Indiana will not appeal a federal court order blocking a new law that would have banned the most common form of second-trimester abortions, Attorney General Curtis Hill announced Wednesday.
Rather than appealing the June 28 injunction against House Enrolled Act 1211, which would have banned dilation and evacuation abortion procedures in most circumstances, the Office of the Attorney General will proceed to summary judgment or trial, Hill said in a Wednesday news release.
Indiana Southern District Senior Judge Sarah Evans Barker issued the injunction three days before HEA 1211 would have gone into effect on July 1. In her 53-page order, Barker said described dilation and evacuation procedures — often referred to as “dismemberment abortions” by abortion-rights opponents — as “the most common, safest, often most cost effective, and best understood method of second trimester abortion.”
The law, Barker said, would require women to “resort to alternatives that are medically riskier, more costly, less reliable, and in some instances simply unavailable, while accomplishing little more than expressing hostility towards the constitutionally fundamental right of women to control their own reproductive lives.”
Under HEA 1211, physicians would be prohibited from performing D&E abortions unless the procedure was medically necessary to prevent serious risk of death to the mother.

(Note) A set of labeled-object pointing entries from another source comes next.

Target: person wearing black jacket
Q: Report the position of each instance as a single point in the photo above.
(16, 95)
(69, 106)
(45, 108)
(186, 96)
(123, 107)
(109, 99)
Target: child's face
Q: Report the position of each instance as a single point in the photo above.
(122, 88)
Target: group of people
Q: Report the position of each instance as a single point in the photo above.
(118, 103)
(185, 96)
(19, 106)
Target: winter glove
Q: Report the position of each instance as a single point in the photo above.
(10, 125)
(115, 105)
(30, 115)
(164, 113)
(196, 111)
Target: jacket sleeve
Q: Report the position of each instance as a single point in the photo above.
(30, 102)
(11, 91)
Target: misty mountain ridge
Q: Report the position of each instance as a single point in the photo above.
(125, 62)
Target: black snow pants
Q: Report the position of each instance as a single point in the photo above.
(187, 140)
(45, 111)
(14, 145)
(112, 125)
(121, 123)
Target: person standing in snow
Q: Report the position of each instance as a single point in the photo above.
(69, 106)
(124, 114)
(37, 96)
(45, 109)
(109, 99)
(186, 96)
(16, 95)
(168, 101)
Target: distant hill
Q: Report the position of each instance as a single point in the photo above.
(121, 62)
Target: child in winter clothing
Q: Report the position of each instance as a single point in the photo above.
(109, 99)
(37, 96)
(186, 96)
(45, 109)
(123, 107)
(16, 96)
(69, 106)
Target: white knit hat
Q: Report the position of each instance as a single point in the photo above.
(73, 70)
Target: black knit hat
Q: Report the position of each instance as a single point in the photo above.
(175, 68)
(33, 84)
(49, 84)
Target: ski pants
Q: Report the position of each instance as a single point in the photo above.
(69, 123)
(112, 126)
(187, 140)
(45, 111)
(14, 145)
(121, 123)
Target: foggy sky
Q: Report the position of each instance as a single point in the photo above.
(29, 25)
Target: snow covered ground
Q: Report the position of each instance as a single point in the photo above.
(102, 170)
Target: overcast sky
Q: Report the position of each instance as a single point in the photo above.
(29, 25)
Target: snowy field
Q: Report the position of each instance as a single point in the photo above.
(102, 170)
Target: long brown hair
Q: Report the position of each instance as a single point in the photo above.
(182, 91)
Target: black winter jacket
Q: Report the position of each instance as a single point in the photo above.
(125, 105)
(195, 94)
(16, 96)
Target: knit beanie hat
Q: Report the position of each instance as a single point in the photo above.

Performing a D&E abortion in violation of the law would be a Level 5 felony.
The American Civil Liberties Union of Indiana filed a lawsuit against HEA 1211 just one day after Gov. Eric Holcomb signed it into law. In the suit, the ACLU sought injunctive and declaratory relief for alleged violations of the plaintiff’s 14th Amendment due process rights, as well as women’s rights to bodily integrity.
The ACLU brought the lawsuit on behalf of Dr. Caitlin Bernard, an Indianapolis doctor who performs abortions at area hospitals.
In court filings, the parties argued over whether there were safe, viable alternatives to dilation and evacuation procedures during the second trimester of pregnancy. Barker also questioned the OAG in court about the legitimate interest the state had in requiring women to undergo “highly risky” alternative procedures.
In announcing the decision not to appeal the injunction, Hill’s office noted the United States Supreme Court recently declined to hear a case involving a similar law in Alabama that was held to be unconstitutional by a federal appellate court. Even so, Hill said five other states — Texas, Arkansas, Kentucky, Louisiana and Ohio — each have ongoing litigation regarding what he referred to in the press release as dismemberment abortions.
“I remain committed to protecting the value and dignity of fetal life by defending Indiana’s law banning this brutal and inhumane procedure,” Hill said in a statement. “At this juncture, I believe our best path forward in this case is to proceed to summary judgment as we continue to gather evidence and formulate strategy.”
HEA 1211 is the sixth Indiana abortion-related law to be blocked by federal courts in as many years. Most of those cases proceeded to appeals on the issue of injunctions, with the state finding little support at either the 7th Circuit Court of Appeals or the U.S. Supreme Court.
The 2019 case is Caitlin Bernard, M.D. v. Individual Members of the Indiana Medical Licensing Board, in their official capacities, et al., 1:19-cv-01660.